Hoodlums snatch over 14,000 Permanent Voter Cards in Rivers state

More than 14,000 Permanent Voter Cards have been snatched from officials of the Independent National Electoral Commission in Rivers state by hoodlums while they were being distributed during the collection exercise in the state, ahead of the 2015 general elections in the state.

Disclosing the development to journalists in Port Harcourt, Rivers State capital on Friday, the State Resident Electoral Commissioner, Mrs. Gesila Khan, said some of the items were snatched at local government collection centres.

Khan who stated that the PVCs were deposited at the local government collection centres to enable original owners to take delivery of them, expressed shock over the hoodlums' action, describing it as one of the highest cases of stolen PVCs in the country.

She, however, added that the stolen cards were useless and meaningless as a result of the introduction of card readers in the forthcoming general elections.

Khan said, "I am appealing to Rivers people because we have lost a lot of cards. We have lost more than 14,000 PVCs and the loss is one of the highest figures in the federation. All the cards that were snatched are useless and meaningless because we are going to use a new system called card readers.

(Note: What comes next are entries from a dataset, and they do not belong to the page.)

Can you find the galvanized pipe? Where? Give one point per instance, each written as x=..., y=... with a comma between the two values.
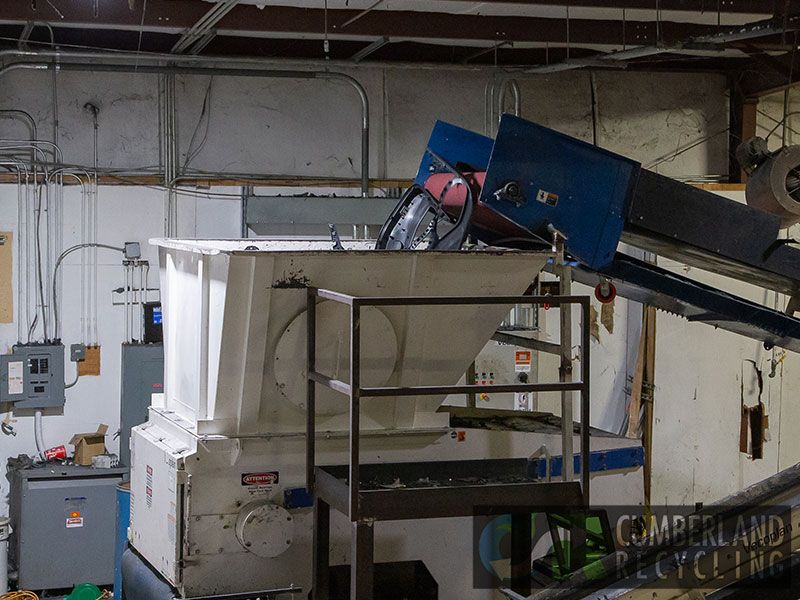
x=236, y=72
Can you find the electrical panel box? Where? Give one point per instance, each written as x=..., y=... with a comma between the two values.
x=153, y=328
x=32, y=376
x=63, y=523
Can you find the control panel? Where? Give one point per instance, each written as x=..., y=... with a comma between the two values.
x=32, y=376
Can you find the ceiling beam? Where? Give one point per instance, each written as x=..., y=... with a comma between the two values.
x=766, y=74
x=758, y=7
x=183, y=14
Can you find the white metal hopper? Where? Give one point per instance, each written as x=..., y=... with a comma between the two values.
x=235, y=327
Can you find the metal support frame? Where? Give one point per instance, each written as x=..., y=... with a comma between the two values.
x=341, y=487
x=355, y=392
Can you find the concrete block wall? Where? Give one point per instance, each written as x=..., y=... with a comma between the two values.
x=311, y=128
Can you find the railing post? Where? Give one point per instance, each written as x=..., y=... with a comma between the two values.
x=311, y=359
x=355, y=406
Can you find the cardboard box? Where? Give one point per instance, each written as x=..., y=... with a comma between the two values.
x=88, y=445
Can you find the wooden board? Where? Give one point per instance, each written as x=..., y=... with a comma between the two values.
x=6, y=277
x=91, y=364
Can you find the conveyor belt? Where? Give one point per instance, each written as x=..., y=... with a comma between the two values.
x=695, y=301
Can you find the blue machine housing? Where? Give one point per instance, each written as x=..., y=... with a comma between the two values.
x=596, y=198
x=579, y=189
x=457, y=146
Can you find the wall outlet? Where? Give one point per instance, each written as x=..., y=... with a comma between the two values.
x=77, y=352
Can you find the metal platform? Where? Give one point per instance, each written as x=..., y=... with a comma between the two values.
x=399, y=491
x=389, y=492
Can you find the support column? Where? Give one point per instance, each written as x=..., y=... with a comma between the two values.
x=362, y=566
x=321, y=551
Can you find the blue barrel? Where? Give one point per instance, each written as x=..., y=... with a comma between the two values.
x=123, y=521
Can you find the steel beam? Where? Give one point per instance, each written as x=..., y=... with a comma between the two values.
x=167, y=15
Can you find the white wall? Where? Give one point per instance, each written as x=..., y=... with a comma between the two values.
x=286, y=127
x=125, y=214
x=311, y=127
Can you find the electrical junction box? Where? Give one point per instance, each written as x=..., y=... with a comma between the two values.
x=63, y=521
x=32, y=376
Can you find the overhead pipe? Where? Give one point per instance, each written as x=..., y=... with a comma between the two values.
x=491, y=120
x=209, y=71
x=514, y=85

"Your cards are just like ATM cards. You take it there and they slot it into the card reader to confirm if it is yours before you are allowed to vote. So, it is meaningless if you go there with someone else's voter's card.

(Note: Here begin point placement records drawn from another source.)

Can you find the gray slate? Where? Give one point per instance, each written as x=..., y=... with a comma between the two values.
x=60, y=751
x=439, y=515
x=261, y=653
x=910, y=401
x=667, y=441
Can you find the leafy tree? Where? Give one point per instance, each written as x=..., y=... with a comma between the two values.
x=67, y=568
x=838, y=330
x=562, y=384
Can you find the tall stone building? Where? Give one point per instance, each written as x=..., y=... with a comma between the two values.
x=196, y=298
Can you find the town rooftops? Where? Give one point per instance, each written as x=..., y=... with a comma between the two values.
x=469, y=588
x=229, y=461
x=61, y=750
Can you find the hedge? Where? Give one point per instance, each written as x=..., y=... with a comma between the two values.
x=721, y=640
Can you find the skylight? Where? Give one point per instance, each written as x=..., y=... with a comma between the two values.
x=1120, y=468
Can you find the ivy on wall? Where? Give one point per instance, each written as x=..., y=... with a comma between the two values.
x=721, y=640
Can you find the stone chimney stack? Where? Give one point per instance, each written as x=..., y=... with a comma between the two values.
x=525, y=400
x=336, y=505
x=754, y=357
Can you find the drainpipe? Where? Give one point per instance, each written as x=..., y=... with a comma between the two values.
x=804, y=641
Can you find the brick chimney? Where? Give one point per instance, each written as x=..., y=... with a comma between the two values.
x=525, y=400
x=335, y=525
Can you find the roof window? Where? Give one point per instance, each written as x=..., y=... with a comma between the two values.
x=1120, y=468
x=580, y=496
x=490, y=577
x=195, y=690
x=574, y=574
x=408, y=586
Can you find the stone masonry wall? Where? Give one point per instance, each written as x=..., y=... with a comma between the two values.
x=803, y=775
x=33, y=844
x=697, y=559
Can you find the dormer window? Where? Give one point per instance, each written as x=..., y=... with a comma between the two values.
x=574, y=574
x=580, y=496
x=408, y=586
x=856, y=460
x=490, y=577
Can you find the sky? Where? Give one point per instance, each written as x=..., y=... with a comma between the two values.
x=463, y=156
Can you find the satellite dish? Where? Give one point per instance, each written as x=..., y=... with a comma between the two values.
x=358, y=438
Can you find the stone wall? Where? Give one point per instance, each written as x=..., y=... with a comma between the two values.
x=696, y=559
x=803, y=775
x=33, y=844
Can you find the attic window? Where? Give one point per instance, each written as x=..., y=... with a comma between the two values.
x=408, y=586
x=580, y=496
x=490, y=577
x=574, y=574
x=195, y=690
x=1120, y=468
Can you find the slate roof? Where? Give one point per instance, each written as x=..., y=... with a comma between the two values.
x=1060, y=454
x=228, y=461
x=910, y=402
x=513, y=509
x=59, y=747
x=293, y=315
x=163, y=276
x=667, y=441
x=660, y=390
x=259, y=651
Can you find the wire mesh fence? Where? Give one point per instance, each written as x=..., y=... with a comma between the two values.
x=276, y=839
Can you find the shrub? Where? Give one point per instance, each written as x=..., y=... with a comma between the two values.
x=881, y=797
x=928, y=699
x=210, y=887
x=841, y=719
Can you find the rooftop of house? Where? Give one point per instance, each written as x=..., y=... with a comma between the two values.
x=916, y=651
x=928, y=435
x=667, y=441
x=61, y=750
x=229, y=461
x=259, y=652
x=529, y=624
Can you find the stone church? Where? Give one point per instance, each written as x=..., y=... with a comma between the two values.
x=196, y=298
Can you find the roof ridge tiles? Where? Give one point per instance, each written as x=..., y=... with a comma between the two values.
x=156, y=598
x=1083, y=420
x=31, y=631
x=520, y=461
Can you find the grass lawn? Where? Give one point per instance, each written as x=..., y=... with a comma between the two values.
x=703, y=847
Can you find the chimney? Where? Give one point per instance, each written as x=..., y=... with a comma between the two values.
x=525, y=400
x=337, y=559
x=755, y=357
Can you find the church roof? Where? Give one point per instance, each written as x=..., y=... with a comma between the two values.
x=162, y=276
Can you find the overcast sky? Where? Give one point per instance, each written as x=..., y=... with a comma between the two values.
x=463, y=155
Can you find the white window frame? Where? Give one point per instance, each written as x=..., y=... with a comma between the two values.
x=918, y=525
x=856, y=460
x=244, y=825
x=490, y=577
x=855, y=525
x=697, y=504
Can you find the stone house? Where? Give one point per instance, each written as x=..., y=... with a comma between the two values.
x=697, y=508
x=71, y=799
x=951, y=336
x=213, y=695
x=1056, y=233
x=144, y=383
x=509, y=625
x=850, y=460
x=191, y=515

"I'm advising those of you with other peoples' cards to return them to the local government offices so that the rightful owners can collect so they can participate in the general elections.

"On the presentation of the PVC by a voter, polling officer will slot it into the card reader to confirm if it belongs to the voter. The next stage is the confirmation of your fingerprints by the card reader before you are allowed to vote.

"If you go to the polling booth with someone else's voter card, you would not be able to vote because each card is unique and can only be authenticated by the real owner. The PVCs are meaningless to those who have stolen them."

She promised that over 50,000 PVCs would be distributed to their owners within two weeks before the general elections, maintaining that over 80 per cent of registered voters in the state had collected their PVCs.

She said her office had received 2,990,056 PVCs and distributed about 1.8 million of them.